Aruoba, şiirlerinin yanı sıra roman ve öykü gibi diğer edebi türlerde de eserler vermiştir. “Yusufçuklar” adlı romanı ve “Güz Öyküleri” adlı öykü kitabı bunlardan bazılarıdır. Ayrıca akademik çalışmaları ve şiir üzerine eleştiri yazılarıyla da tanınmaktadır.
Çok sayıda ödül ve nişan alan Oruç Aruoba, Türk şiirinin önemli bir temsilcisi olarak kabul edilmektedir. Şiirleri basitlik, yalınlık ve samimiyetiyle dikkat çekmektedir.
Oruç aruoba Sözleri
“Şiir, bir buluttur, akan bir ırmaktır, kalabalıktır aynı zamanda şiir.”
“Dünyaya gelişimiz ve ölümümüz bir mucizedir. Aramızda akan zaman ise şiirdir.”
“Kelimeler ve sayılar, insanlığın en büyük keşfidir. İkisi bir araya geldiğinde şiir olur.”
“Şiir, bir vazodaki çiçekler gibidir. Onları suladıkça daha güzel açar.”
“Şiirin tek bir tanımı yoktur. O, kişiden kişiye değişen bir iksirdir.”
“Bütün gücümüzü şiirden alırız. Şiir, hayatın ta kendisidir.”
“Şiir, sonsuzluğa açılan bir kapıdır. Oradan geçenler, hiç ölmez.”
“Şiir, bir hikayenin başlangıcıdır. Bir hikayenin sonu da şiirdir.”
“Şiir, tüm dünyaları birleştirendir. O olmasa, biz de olmazdık.”

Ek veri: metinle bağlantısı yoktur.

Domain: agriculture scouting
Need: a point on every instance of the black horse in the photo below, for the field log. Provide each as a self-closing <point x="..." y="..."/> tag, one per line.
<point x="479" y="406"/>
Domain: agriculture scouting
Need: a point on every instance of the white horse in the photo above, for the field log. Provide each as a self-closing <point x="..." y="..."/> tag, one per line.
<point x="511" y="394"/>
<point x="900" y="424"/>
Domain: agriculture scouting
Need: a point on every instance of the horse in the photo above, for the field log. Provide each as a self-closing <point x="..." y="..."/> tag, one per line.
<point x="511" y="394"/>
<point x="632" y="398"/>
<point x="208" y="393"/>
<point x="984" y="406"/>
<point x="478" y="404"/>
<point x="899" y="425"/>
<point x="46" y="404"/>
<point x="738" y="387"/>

“Şiir yazmak, bir kuşun ötüşünü dinlemek gibidir. Sonsuz bir hazzı vardır.”
“Şiir, insanın kendi içindeki sesi duymasıdır. Kendi sesini duymayandan şair olmaz.”
“Şiir, bir ağacın büyüyüp dallanıp budaklanması gibidir. Hiç bitmez, hep devam eder.”

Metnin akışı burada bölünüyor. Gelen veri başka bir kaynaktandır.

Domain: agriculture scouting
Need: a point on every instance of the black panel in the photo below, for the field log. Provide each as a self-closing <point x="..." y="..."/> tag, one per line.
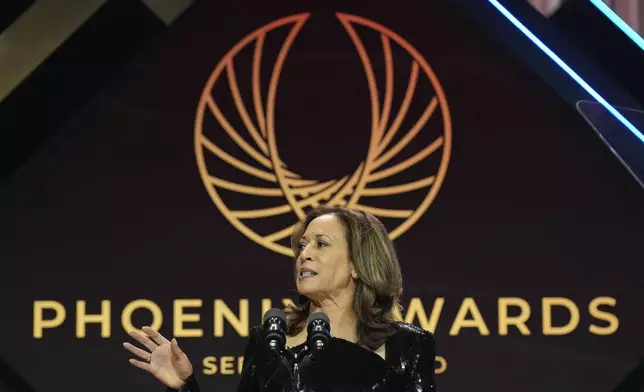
<point x="71" y="76"/>
<point x="604" y="42"/>
<point x="10" y="10"/>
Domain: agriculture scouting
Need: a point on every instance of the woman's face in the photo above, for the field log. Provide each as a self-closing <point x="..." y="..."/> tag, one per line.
<point x="323" y="269"/>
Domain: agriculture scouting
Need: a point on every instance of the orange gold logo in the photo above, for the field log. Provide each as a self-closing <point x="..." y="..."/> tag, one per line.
<point x="256" y="155"/>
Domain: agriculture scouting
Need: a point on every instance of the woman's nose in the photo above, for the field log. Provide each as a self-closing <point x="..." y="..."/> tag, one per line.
<point x="306" y="253"/>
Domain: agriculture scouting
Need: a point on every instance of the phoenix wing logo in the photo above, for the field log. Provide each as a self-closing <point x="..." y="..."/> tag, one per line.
<point x="257" y="159"/>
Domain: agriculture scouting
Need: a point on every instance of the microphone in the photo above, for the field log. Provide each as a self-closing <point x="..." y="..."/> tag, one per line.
<point x="275" y="329"/>
<point x="319" y="331"/>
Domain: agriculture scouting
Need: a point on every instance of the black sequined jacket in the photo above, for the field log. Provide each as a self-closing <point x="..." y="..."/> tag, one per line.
<point x="343" y="366"/>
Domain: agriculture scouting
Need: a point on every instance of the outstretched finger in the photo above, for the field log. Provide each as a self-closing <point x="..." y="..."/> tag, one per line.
<point x="156" y="336"/>
<point x="143" y="339"/>
<point x="136" y="351"/>
<point x="141" y="365"/>
<point x="174" y="347"/>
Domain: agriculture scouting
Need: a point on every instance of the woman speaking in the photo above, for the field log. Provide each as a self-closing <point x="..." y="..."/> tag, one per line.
<point x="347" y="272"/>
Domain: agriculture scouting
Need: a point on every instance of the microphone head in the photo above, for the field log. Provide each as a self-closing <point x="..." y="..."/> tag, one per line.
<point x="319" y="317"/>
<point x="319" y="331"/>
<point x="275" y="329"/>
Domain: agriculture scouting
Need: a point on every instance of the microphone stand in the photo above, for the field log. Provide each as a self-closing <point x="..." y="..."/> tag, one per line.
<point x="295" y="365"/>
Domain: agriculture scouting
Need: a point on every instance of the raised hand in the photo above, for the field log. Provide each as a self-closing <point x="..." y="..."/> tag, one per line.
<point x="165" y="360"/>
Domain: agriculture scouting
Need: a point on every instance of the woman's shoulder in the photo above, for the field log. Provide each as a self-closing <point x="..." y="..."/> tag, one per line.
<point x="411" y="334"/>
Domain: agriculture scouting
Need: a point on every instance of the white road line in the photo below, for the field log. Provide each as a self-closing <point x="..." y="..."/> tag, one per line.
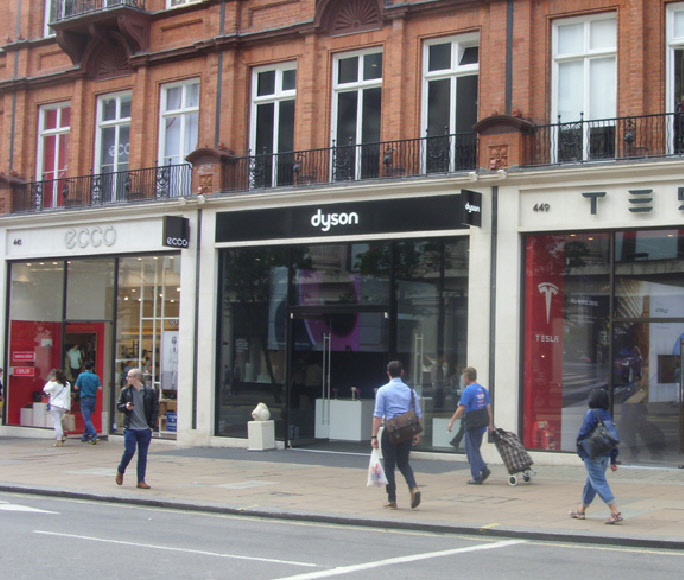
<point x="169" y="548"/>
<point x="400" y="560"/>
<point x="14" y="507"/>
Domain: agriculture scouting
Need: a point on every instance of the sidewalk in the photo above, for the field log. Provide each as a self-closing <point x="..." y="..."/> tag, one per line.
<point x="314" y="486"/>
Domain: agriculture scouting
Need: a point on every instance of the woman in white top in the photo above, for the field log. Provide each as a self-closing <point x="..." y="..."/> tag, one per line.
<point x="59" y="390"/>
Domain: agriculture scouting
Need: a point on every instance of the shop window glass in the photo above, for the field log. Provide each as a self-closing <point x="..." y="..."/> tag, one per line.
<point x="648" y="273"/>
<point x="253" y="338"/>
<point x="343" y="274"/>
<point x="432" y="326"/>
<point x="147" y="328"/>
<point x="90" y="289"/>
<point x="647" y="367"/>
<point x="35" y="336"/>
<point x="567" y="298"/>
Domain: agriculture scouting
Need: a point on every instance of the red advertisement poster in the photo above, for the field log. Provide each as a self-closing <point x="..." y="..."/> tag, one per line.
<point x="544" y="321"/>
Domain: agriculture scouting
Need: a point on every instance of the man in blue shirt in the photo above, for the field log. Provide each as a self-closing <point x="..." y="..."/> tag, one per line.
<point x="474" y="404"/>
<point x="391" y="400"/>
<point x="87" y="385"/>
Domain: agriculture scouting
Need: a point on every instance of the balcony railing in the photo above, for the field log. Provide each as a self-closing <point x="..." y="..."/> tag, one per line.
<point x="154" y="183"/>
<point x="339" y="164"/>
<point x="606" y="139"/>
<point x="63" y="9"/>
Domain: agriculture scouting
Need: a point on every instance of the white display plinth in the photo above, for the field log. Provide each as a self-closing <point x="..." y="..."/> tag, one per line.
<point x="347" y="420"/>
<point x="440" y="436"/>
<point x="260" y="435"/>
<point x="26" y="417"/>
<point x="40" y="414"/>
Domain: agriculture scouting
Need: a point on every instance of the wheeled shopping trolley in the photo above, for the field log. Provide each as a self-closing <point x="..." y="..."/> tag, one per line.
<point x="515" y="457"/>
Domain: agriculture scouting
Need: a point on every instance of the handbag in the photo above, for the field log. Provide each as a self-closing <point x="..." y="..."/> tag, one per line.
<point x="404" y="426"/>
<point x="376" y="473"/>
<point x="601" y="440"/>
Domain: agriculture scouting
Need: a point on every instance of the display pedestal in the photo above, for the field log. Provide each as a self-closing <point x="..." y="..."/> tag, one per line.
<point x="260" y="435"/>
<point x="26" y="417"/>
<point x="40" y="415"/>
<point x="440" y="436"/>
<point x="344" y="420"/>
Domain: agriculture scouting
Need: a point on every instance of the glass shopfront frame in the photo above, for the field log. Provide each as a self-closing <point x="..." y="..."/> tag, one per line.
<point x="295" y="319"/>
<point x="63" y="312"/>
<point x="605" y="309"/>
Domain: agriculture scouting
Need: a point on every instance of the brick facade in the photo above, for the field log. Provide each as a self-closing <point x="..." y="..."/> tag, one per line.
<point x="219" y="42"/>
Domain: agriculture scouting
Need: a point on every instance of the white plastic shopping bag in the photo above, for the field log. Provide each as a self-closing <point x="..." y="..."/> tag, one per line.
<point x="376" y="473"/>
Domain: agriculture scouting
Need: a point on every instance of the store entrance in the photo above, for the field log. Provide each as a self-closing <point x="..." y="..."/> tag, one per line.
<point x="336" y="361"/>
<point x="88" y="342"/>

“Şiir, bir çocuğun masumiyetidir. Onun gözleriyle bakmak gerekir hayata.”
“Kelimeler olmasa, şiir de olmazdı. Kelimelere hürmeten şiir yazmak gerekir.”

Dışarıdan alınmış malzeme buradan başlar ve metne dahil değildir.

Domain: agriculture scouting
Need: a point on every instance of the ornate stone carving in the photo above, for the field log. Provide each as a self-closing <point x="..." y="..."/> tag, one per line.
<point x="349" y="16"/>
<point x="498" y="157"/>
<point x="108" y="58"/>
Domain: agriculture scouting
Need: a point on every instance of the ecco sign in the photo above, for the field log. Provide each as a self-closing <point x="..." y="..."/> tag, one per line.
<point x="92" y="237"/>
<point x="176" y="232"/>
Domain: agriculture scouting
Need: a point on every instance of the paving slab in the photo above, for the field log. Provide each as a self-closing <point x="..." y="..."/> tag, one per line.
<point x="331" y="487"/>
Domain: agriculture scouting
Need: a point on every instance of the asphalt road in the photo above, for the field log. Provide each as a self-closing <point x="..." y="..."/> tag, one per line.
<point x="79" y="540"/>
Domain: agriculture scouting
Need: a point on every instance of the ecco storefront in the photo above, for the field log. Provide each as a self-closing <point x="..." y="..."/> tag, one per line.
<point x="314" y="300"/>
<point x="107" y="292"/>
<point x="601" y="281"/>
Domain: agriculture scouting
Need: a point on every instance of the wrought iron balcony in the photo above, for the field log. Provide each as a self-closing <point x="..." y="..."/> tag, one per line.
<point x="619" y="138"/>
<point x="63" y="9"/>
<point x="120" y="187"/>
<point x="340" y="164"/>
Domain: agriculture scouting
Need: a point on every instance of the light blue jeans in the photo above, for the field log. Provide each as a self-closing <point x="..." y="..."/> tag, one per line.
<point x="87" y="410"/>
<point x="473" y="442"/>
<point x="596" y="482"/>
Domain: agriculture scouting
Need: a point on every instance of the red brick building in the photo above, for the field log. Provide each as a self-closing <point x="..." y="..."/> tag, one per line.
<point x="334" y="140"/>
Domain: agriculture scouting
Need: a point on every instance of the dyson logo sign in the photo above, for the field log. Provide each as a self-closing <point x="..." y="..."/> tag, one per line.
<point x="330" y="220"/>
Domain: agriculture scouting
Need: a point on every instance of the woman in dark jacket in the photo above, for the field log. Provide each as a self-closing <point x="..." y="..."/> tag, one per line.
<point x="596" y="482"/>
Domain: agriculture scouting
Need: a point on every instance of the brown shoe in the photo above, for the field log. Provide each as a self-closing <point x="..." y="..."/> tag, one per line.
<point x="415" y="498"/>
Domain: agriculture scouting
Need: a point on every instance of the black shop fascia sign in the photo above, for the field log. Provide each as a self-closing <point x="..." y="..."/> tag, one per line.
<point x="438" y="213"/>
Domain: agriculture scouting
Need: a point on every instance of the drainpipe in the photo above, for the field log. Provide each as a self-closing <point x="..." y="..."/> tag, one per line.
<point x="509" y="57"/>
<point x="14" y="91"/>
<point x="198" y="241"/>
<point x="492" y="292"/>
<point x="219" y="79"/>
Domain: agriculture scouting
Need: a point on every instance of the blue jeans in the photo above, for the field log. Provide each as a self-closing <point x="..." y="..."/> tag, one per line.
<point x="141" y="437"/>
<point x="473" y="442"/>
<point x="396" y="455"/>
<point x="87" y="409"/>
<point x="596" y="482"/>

“Şiir, bir nehrin akışıdır. Bazen hızlı akar, bazen yavaş. Ama hiç durmaz.”
“Şiir, bir rüyadır. Ama rüya değildir aynı zamanda. Çünkü o, hayatın ta kendisidir.”
“Şair, bir dünyanın kralıdır. Ama o dünyanın tek bir sakini vardır: Şiir.”
“Şiir, bir tohumdur. Onu ekip sulayacaksın ki, filizlensin ve büyüsün.”
“Şiir, hayatın tüm renklerini barındırır. Onu okumak, renkli bir dünyaya girmektir.”
“Şiir bir sevdadır. Ona tutulup, onu seven insan, ebedi bir aşka mahkumdur.”